Topic Description: After the two-eleven, syx found that they were about to eat the soil. But he decided to finance wit. He predicted the future n days Bitcoin market, found up and down, up and down there. His money as long as the experience in the wave of Bitcoin ups and downs, low-income, sell high, you can easily cut the leeks to others in order to get rich. To reduce risk, whenever he decides to up his hand to retain only not more than one Bitcoin, and he wanted to reduce the number of transactions that occurred in the most profitable situation as much as possible. N bits are now given day currency market, i.e., a bit value of coins per day. Please find n days, syx up to how much profit? In the case of maximum profit is the minimum number of transactions many times? We assume syx have unlimited money initially, because even if he wants to borrow money to make a wave.
Input: The first line has an integer T, T represents the total data set. 0 <T <= 5 each group of two data lines:
Each data for the first row, there is an integer n, n represents the predicted market days (1 <= n <= 100000)
For the second row of each set of data, there are n integers A i , respectively, represent the i-th day market. (0 <A = I <= 10 10 )
Export
For each set of samples, the output line of two integers separated by a space, representing the maximum profit and minimum number of transactions
Sample input
2
5
9 10 7 6 8
3
3 2 1
Sample Output
. 4. 3
0 0
Code
#include <stdio.h>
int main () {
int T;
Long Long B [. 6], C [. 6];
Scanf ( "% D", & T);
for (int J = 0; J <T; J ++) {
int n-, I = 0, X = 0, S = 0, Money = 0;
Long Long A [100005];
Scanf ( "% D", & n-); // n-sets of data
for (i =. 1; <= n-I; I ++) {
Scanf ( "% D", & a [I]); // n-day market
}
for (I =. 1; I <n-; I ++) {
IF (a [I + . 1]> A [I]) {
Money Money + = (A [I +. 1] -a [I]);
s ++; // count difference,
} the else {
s = 0; // variable s is introduced as a criterion, either how many times the continuous transaction, to count a minimum number, then the final number is 2
} // if the latter is small, i.e. loss occurs, s cleared
if (s == 1) x = x + 2;
}
b[j]=money;
C [J] = X;
}
for (int I = 0; I <T; I ++) {
the printf ( "% D% D \ n-", B [I], C [I]);
}
return 0;
}
most I did not expect the introduction of variable s, then you can not accurately calculate the minimum number of transactions. Best interests that go first to the lowest point, find adjacent highest point, and then make the difference, and then repeat the above, but this does not count the number of times the minimum.

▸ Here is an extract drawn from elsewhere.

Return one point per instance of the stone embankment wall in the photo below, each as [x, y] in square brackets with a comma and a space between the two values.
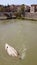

After the introduction of variable s, simply determines whether the latter is large, and if large, the difference count for interests, s ++, s initially 0, + 1 after as long as 1, 2 plus the number of times, if the latter appears smaller than the former, then the continuous trading is interrupted, this time s clear, in order to prepare for the next consecutive trading.